Le compromis chinois en péril

Même si la Corée du Sud a tenté lundi de minimiser les informations publiées par le New York Times, ces révélations risquent de constituer une nouvelle pierre d’achoppement dans le bras de fer diplomatique qui oppose depuis des semaines Nord-Coréens et Américains. Seul soutien du régime de Kim Jong Il à qui elle fournit entre 70 et 90% du pétrole nécessaire à sa survie, La Chine, visiblement préoccupée par la nucléarisation possible de la péninsule coréenne, a mis ces dernières semaines tout son poids pour tenter de relancer les négociations entre Pyongyang et Washington. Pékin a ainsi dépêché en Corée du Nord, quatre jours durant, l’un des ses meilleurs diplomates, le vice-ministre des Affaires étrangères Dai Bingguo, porteur d’une lettre au numéro un du régime, Kim Jong Il. Cette visite a été qualifiée de «bénéfique» par la Pékin qui a souligné que les deux parties avaient eu «des échanges de vue en profondeur, en particulier sur la question nucléaire coréenne». Dai Bingguo s’est ensuite rendu dans la foulée aux Etats-Unis où il a rencontré le vice-président Dick Cheney, le secrétaire d'Etat Colin Powell et la conseillère présidentielle pour la sécurité nationale Condoleezza Rice. Ici encore les discussions ont été qualifiées d’«utiles et détaillées».
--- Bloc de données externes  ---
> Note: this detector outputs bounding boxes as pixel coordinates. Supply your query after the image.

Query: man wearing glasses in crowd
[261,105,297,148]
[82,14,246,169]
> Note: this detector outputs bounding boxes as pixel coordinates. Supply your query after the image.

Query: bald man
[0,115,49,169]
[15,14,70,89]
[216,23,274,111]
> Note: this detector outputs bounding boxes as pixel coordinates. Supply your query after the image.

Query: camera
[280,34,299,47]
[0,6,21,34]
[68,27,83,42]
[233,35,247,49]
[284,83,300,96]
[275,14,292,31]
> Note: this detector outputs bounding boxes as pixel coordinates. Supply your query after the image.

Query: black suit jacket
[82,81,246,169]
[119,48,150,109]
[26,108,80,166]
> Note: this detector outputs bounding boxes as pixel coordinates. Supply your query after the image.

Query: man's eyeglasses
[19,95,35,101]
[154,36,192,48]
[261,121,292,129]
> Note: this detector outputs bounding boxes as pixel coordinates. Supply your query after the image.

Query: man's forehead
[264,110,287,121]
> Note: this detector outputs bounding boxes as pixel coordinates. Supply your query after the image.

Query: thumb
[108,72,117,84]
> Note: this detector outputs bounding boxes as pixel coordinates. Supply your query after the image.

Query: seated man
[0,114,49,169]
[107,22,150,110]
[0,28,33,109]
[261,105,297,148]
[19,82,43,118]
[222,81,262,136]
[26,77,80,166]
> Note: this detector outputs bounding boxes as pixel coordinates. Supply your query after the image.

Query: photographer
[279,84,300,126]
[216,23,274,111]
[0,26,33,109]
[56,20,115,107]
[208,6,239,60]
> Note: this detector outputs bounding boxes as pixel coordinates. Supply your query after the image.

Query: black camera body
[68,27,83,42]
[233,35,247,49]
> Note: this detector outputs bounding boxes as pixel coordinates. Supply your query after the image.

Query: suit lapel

Le compromis proposé par Pékin semblait, il y a quelques jours encore, convenir aussi bien aux Américains qu’aux Coréens. Pour satisfaire Pyongyang, qui exige des négociations bilatérales avec les Etats-Unis, et Washington qui les rejette, la Chine a en effet suggéré pour sortir de l’impasse l’organisation d’une rencontre multilatérale laissant la possibilité à des contacts bilatéraux. Cette formule, satisfaisante encore pour les deux parties la semaine dernière, pourrait bien ne plus être à l’ordre du jour maintenant que des informations qualifiées d’«inquiétantes» par la Maison Blanche filtrent sur l’arsenal nucléaire nord-coréen présumé.